In 20 years, the stock market has lost two-thirds of its listed companies. It’s only worth 30% of the economy

  • ECO News
  • 5 June 2020

Unlike other countries, most exits from the stock market took place until 2008. After the crisis, it was companies with weaker performance, more indebted and less liquidity that left.

The drop in entries, along with the increase in exits, has led the Lisbon stock exchange to lose two-thirds of its members in two decades. If bankruptcies were decisive for part of the companies, most of the exits were voluntary and were due to the low liquidity of the market, according to the analysis of the Organization for Cooperation and Development (OECD).

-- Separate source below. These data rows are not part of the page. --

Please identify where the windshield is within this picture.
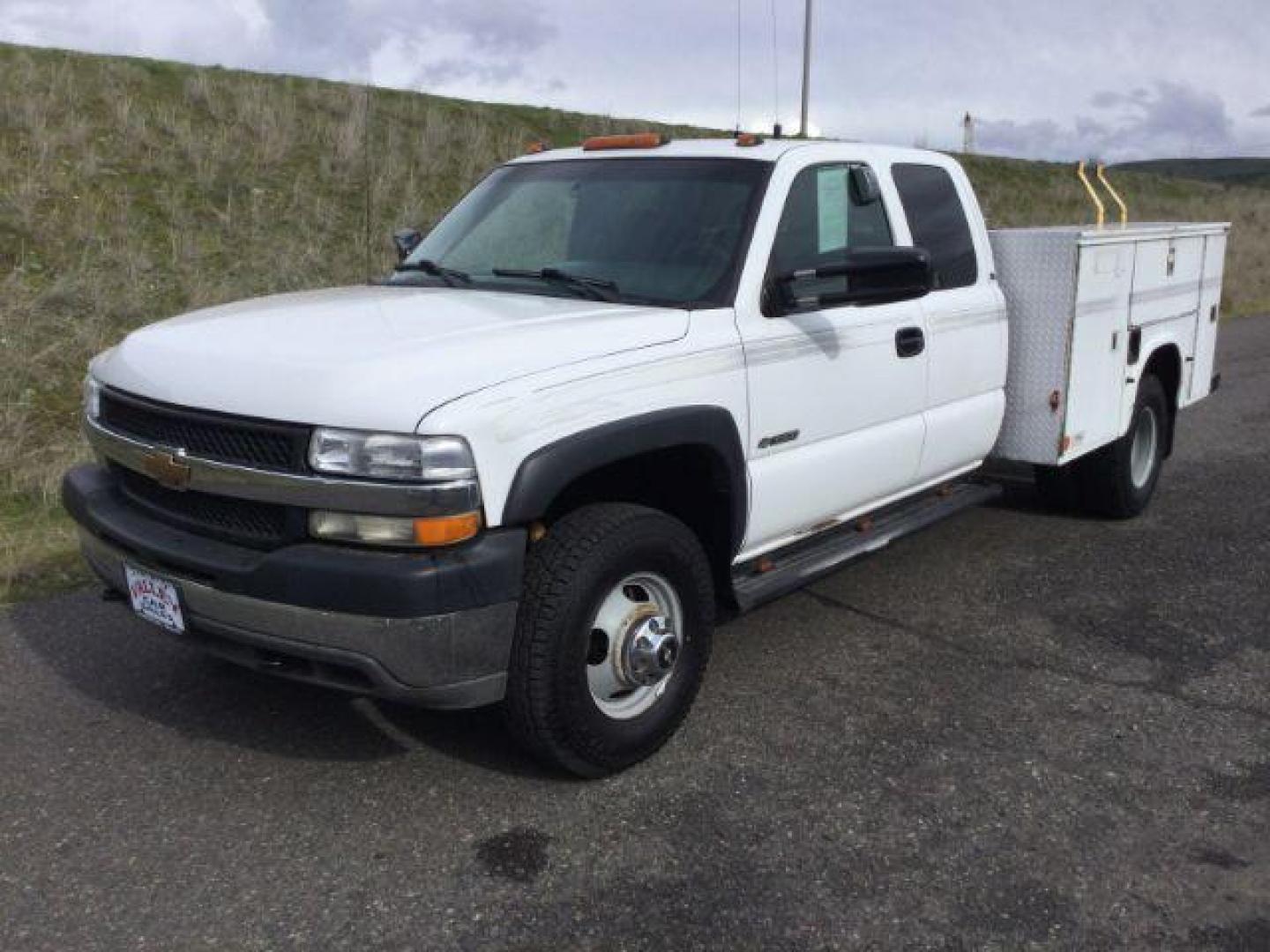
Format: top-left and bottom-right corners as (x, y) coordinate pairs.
(393, 159), (771, 307)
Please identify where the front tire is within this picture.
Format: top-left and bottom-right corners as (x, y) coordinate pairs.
(504, 504), (713, 777)
(1076, 376), (1172, 519)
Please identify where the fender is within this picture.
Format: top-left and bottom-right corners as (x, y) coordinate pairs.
(502, 406), (750, 556)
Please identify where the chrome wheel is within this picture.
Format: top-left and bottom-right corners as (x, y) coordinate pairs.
(586, 572), (684, 721)
(1129, 406), (1160, 488)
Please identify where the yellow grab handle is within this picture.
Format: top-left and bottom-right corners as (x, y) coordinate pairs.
(1076, 159), (1108, 228)
(1099, 162), (1129, 225)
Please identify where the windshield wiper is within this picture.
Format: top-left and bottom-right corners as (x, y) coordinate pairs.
(493, 268), (620, 301)
(392, 257), (473, 286)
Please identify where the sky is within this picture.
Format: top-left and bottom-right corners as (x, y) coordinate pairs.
(0, 0), (1270, 161)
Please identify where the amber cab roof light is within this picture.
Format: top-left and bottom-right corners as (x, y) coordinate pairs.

“In the last two decades, the number of companies listed on the Portuguese stock market has decreased by two-thirds, from 148 to 55,” says the organization’s report on the national market, released this Thursday. “Just as an IPO is a natural step in a company’s life cycle, exit can be a rational choice at a certain point in a company’s life,” the OECD stresses.

The Portuguese capital market experienced “important changes” during that period, starting with the merger between Lisbon and Porto in 1999, which led to the stock exchange bought by Euronext three years later.

After a decade of prosperous IPO, the stock market reached 1997 with a peak of 148 listed companies, but since then, the trend has been reversed: “Since 2000, there have been very few new listings with only 16 companies going public, while a total of 91 companies have left all segments of Euronext Lisbon,” points out the OECD, underlining that since the turn of the millennium in just two years – 2008 and 2015 – there have been more entries than exits from the stock market.

In addition to the drop in the number of IPOs, size has also retreated. In the 19 IPOs registered between 1996 and 2003, 6.4 billion Euros (at an average of 339 million each) were obtained. In the following period, between 2004 and 2011, six companies raised 4.1 billion, with an average of 686 million. Since 2012, there have been only four IPOs and a total of 717 million brings the average per transaction to only 179 million euros.

Highly indebted and poor liquidity: this is how companies go out of the stock market

The combination of the two factors has led to “the Portuguese capital market having one of the lowest market capitalization ratios to GDP in the Eurozone,” it says. The stock market’s representation in the economy fell to 30% in 2018, from 52% in 2007. “At the same time, the liquidity of the secondary stock market has been on a downward trend since 2008”.

In fact, the reduced liquidity and size of the Portuguese stock market have generated a kind of vicious circle. Although some companies were forced out because of bankruptcies or by the regulators’ decision or the stock market, “most of the exits were actually voluntary”, explains the OECD. “Among the companies that went out by shareholder resolution, all but one mentioned low liquidity as a significant reason in the decision. The second most important was insufficient recognition and interest from investors.”

Compliance costs and commissions were also an important reason, but no company cited financial reasons as the main cause. The organization explains that, contrary to the trend among the other countries, most exits from the stock market took place in the period before 2008. And it stresses that there are differences in profile.

Those listed before the crisis were smaller than the pairs, less profitable and with less capacity for sales growth. After the crisis, these are companies with the same size as the pairs, but with three characteristics: weaker performance, more indebted in the long term and with low net worth stocks.